While much research is still needed, they have shown that cryotherapy reduces oxidative stress, which contributes to the development of a range of chronic conditions, from cancer to heart disease.

Other studies show it enhances the body’s ability to heal by boosting the immune system, speeding up muscle recovery and reducing pain, as well as enhancing mood, sleep quality and focus.

The therapy involves triggering the body’s fight-or-flight mechanism through exposure to dry, freezing air, which causes the brain to send oxygenated blood to the organs – a process usually triggered to help the body’s healing process.

The eye-watering temperature in the cryotherapy chamber.
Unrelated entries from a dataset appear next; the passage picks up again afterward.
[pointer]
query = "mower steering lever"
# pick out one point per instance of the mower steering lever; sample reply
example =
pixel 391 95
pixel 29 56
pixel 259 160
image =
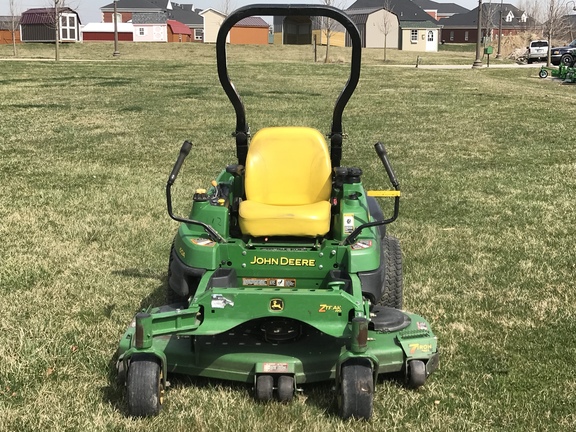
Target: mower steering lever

Photo: Tara Loader Wilkinson

The experience?

For this one, participants will typically be asked to wear close to the bare minimum – in our case a bikini, a pair of thermal socks and Crocs, a warm hat, a pair of fleecy gloves and a mask.

We were asked to choose a soundtrack that would “keep us calm”, and opted for some classical piano – and then watched the therapist set the temperature to an eye-watering minus 87 degrees Celsius.

Writer Tara Loader Wilkinson in the cryotherapy chamber at Kēpos by Goco Spa, Daios Cove Luxury Resort & Villas in Crete, Greece. Photo: Tara Loader Wilkinson

As he opened the door of the chamber there was a flurry of ice; it literally felt like stepping into an industrial freezer.

The experience can be unsettling when the door is shut, and participants may feel the onset of panic as limbs begin to ache with the cold, but it pays to suppress the initial urge to get out, and instead trust the science and stay put.

We managed the full 2.5 minutes – yup, 150 seconds – we had targeted. After leaving, we felt elated, energised and had a sense of accomplishment.